I flip through photo albums, and there we are: At a petting zoo. Our younger siblings’ birthday parties. My backyard. His kitchen. Halloween. A giant sandbox.
Our dads took such pride in raising nerds. For months, Daniel and I competed to see who knew more of the state capitals.
He took piano lessons. I went to ballet class.
At my house, the deal was that smart people were never bored. And I was never bored when Daniel came over. We once played for a whole afternoon in a giant cardboard box that had held my parents’ new refrigerator. In our game, it became the trash compactor from Star Wars; we were Luke and Leia.
Years passed. We started high school, then college. Dan took up guitar. I got a job at the newspaper.
The photo albums, tucked away after both sets of parents’ divorces, still find us together sometimes. At Christmas. On New Year’s Eve. Sitting on a sunny hillside listening to folk music.
In the concert photo, we’re grown but not yet really grownups. Our hair is a little wild. My mom snapped the photo with a film camera, so it’s probably the only shot of the two of us that day.

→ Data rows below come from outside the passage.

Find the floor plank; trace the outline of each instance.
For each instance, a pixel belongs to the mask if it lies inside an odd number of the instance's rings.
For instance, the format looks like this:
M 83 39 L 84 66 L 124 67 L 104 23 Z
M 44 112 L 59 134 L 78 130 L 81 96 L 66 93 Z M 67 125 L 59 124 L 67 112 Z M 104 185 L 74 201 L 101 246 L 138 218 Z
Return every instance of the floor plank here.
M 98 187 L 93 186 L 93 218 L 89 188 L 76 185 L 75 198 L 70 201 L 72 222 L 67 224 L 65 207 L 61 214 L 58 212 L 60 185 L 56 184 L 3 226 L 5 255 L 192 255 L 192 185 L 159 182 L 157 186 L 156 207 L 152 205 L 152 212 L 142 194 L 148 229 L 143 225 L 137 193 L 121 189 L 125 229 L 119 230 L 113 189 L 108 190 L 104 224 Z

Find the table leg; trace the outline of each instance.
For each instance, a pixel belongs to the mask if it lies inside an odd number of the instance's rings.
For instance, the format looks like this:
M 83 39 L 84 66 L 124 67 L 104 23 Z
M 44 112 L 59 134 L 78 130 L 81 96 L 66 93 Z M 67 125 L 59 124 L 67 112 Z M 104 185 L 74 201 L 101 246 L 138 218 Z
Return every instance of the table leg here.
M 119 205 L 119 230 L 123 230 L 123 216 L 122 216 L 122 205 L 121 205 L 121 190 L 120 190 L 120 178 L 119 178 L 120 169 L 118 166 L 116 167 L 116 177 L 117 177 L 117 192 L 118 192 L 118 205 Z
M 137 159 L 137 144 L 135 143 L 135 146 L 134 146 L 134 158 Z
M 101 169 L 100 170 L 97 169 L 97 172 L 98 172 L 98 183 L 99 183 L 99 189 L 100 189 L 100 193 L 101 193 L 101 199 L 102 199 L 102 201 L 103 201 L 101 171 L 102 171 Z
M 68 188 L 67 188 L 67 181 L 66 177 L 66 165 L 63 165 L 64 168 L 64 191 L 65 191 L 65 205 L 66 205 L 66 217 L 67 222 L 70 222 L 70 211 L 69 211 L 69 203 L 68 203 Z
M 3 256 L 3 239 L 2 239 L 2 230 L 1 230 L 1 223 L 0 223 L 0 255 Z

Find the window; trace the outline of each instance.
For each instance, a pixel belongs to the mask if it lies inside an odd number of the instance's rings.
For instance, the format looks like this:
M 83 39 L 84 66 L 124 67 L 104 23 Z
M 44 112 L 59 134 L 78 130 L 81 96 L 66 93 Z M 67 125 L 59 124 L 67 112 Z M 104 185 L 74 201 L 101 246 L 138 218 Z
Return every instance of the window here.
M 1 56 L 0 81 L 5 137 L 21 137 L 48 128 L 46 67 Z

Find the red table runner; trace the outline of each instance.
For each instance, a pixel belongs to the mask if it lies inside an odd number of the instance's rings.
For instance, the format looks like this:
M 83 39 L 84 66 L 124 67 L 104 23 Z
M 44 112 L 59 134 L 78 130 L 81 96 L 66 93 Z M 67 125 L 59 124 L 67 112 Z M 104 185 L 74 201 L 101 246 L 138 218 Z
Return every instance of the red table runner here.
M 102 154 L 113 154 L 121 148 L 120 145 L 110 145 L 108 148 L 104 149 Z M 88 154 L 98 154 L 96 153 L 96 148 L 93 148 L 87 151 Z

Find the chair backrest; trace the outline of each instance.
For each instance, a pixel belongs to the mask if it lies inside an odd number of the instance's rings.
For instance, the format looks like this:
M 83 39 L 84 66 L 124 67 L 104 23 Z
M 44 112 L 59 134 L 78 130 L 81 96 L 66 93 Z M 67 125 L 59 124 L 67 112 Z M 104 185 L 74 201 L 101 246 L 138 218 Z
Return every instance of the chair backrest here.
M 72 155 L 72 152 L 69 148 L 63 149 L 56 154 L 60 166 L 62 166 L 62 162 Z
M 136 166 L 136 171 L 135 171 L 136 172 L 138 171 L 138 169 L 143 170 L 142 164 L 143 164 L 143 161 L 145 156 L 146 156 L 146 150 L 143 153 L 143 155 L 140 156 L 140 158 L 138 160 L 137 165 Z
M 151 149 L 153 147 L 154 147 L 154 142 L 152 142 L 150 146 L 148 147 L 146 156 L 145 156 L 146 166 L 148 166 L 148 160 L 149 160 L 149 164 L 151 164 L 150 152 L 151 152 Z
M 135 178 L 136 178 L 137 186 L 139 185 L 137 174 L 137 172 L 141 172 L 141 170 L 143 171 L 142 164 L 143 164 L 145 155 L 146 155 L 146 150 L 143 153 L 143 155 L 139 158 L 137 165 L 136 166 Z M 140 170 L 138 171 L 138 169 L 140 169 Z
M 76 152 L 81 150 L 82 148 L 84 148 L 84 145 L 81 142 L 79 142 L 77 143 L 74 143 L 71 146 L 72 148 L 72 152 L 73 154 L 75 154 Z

The sunlight makes the whole thing a little hazy.
When I see it, I can use my imagination — strong from those afternoons playing in the woods and turning cardboard boxes into trash compactors — and picture what should’ve been: Daniel at my wedding. Both of us cheering as his baby sister gets her doctorate. Celebrating our 40th birthdays.
But those images are not in any photo album.
Suicide took Daniel from us in 1999.
How do you make sense of a loss like that?
It’s impossible, really. The hole in all of our lives won’t ever be mended. Not by time, not by new friends or lovers or babies or jobs.
I thought Dan would be there forever, pulling up a chair at his mother’s table, next to me on that hillside for another concert.
Losing him taught me not to make those assumptions. It taught me the importance of showing up for the people I care about.
I go to the party, the lunch, the hospital.
And I say it: On the phone. In cards. Via text.
I love you. I’m so glad you’re here.
I wish I could go back in time and tell Dan that.